On October 20, 2023, European Interpol announced that it had taken down the Ragnar Locker ransomware group in a coordinated international law enforcement action. The operation was conducted by Eurojust and Europol in conjunction with law enforcement officers from France, the United States, and Japan. The group’s Tor negotiation and data leak sites were taken down and replaced with a notice stating that the websites had been seized.
Arrest of key members
As part of the operation, a “key target” allegedly involved with the Ragnar Locker ransomware group was arrested in Paris on October 18. The report on Europa, an official news outlet of the EU, claims that the developer of the ransomware was also arrested. The arrests were made possible through international cooperation between law enforcement agencies.
The group is understood to have launched multiple attacks on critical infrastructure around the world. This includes a cyberattack against Capcom in 2020. From October 16th to 20th, criminal police conducted search operations in the Czech Republic, Spain, and Latvia.
The “main leader” of the malicious ransomware was arrested in Paris, France, on October 16. His home in the Czech Republic was also raided. Over the next few days, five suspects were questioned in Spain and Latvia. At the end of the week of action, the alleged ringleaders of the Ragnar Group developers were brought before the examining magistrate of the Paris Justice Court.
The ransomware infrastructure was also seized in the Netherlands, Germany, and Sweden. Also, the associated data leak website on Tor was shut down in Sweden.
Impact on the group
While the takedown of the group’s infrastructure is a huge blow, it may not be enough to completely dismantle the group. The group may be able to quickly set up other servers to replace those that were taken down. Also, the takedown of the group’s infrastructure could cause problems for organizations that have been impacted by a ransomware attack and have lost a method to negotiate with the group.
Ragnar Locker has been active since December 2019. It targets Windows operating system devices and usually uses exposed services such as the Remote Desktop Protocol to gain access to the system. The Ragnar Locker group employs a dual extortion strategy. It demands payment for decryption tools and a demand that the stolen sensitive data not be made public.
Previous attacks
Ragnar Locker has been tied to various attacks in the past. This includes attacks on the Mayanei Hayeshua Medical Center in Bnei Brak and TAP Air Portugal’s systems. The group is known for focusing on the energy sector.
Gizchina News of the week
Given Ragnar Locker’s propensity for attacking critical infrastructure, the group’s threat level is considered high. The group sternly warns all its victims not to contact law enforcement and threatens to publish all stolen data if that happens. In fact, victims are also warned not to seek help on its dark web “Wall of Shame” leak site.

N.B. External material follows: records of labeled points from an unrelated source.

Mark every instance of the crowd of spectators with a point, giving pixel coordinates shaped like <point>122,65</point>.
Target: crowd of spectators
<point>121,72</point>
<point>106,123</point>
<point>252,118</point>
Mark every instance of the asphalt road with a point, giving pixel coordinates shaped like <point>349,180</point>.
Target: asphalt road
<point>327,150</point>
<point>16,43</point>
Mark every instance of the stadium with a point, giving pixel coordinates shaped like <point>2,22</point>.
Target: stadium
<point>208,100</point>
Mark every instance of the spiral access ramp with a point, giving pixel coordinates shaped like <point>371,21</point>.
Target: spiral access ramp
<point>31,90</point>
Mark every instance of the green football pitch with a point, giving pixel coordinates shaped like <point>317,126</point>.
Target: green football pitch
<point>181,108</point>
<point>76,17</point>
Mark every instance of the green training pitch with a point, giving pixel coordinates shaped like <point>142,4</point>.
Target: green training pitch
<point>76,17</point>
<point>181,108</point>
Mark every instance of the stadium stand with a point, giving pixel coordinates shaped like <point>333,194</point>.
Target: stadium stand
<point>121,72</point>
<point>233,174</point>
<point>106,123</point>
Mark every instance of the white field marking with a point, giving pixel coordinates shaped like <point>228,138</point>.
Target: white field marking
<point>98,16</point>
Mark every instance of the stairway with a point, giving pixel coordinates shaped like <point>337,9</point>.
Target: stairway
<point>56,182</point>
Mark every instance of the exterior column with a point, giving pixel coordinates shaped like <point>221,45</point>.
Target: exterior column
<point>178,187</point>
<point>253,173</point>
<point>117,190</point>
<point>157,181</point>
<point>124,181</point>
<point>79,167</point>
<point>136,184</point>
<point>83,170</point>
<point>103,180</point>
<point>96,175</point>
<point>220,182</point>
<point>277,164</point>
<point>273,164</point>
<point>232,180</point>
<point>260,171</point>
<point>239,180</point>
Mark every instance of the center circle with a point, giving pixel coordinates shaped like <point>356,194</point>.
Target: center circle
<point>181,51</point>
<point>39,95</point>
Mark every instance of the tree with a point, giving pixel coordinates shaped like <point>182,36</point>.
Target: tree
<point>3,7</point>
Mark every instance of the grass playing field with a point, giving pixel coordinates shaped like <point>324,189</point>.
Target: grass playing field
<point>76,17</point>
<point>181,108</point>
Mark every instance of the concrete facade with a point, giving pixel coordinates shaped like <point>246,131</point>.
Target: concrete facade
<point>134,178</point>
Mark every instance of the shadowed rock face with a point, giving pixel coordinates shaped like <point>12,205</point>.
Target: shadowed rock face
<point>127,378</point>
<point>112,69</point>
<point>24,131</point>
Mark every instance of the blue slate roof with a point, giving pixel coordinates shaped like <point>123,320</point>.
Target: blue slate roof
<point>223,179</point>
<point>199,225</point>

The Ragnar Locker ransomware gang announced on its hidden website
“All that the FBI/ransomware negotiators/investigators do is muck things up, so we’re going to publish your stuff if you call for help”
The Head of Europol’s European Cybercrime Centre, Edvardas Šileris, said:
This investigation shows that once again international cooperation is the key to taking ransomware groups down. Prevention and security are improving, however ransomware operators continue to innovate and find new victims. Europol will play its role in supporting EU Member States as they target these groups, and each case is helping us improve our modes of investigation and our understanding of these groups. I hope this round of arrests sends a strong message to ransomware operators who think they can continue their attacks without consequence.
Previous arrests
In October 2021, officers from France and the US FBI, along with experts from Europol and INTERPOL, were dispatched to Ukraine. They conducted a joint probe with the Ukrainian National Police. The probe resulted in the arrest of two senior Ragnar Locker operators.
Since then, the probe has gone on, leading to the arrests and disruptions this week. Europol supported the probe from the very start, bringing together all of the nations concerned to develop a joint approach.
Its cybercrime experts conducted 15 coordination meetings and two week-long sprints to prepare for the current steps. This is in addition to offering analytical, malware, forensic, and crypto-tracing assistance. Europol formed a virtual command post last week to enable smooth cooperation among all entities involved.
The takedown of the Ragnar Locker ransomware group highlights the importance of international cooperation in combating cybercrime. The operation involved law enforcement officials from multiple countries working together to dismantle the group’s infrastructure and arrest key members.
Conclusion
Ragnar Locker started its operations at the end of 2019, making it unusually long-lived for a ransomware group. The group was known for focusing on the energy sector and had been tied to various attacks. This includes when it hit the Mayanei Hayeshua Medical Center in Bnei Brak just this past summer. The group also targeted TAP Air Portugal’s systems and claimed to have stolen data. In 2022, the FBI published a flash alert to warn that the Ragnar Locker ransomware gang had breached the networks of at least 52 organizations across 10 critical infrastructure sectors.
This takedown is a significant win for law enforcement. However, it may be no more than an inconvenience for the Ragnar group if they are able to quickly set up other servers to replace them. Also, this could cause problems for people whose organizations have been impacted by a ransomware attack. This is because they will now have lost a method to negotiate with the bad actors. Nonetheless, this probe shows that international cooperation can help take down ransomware groups.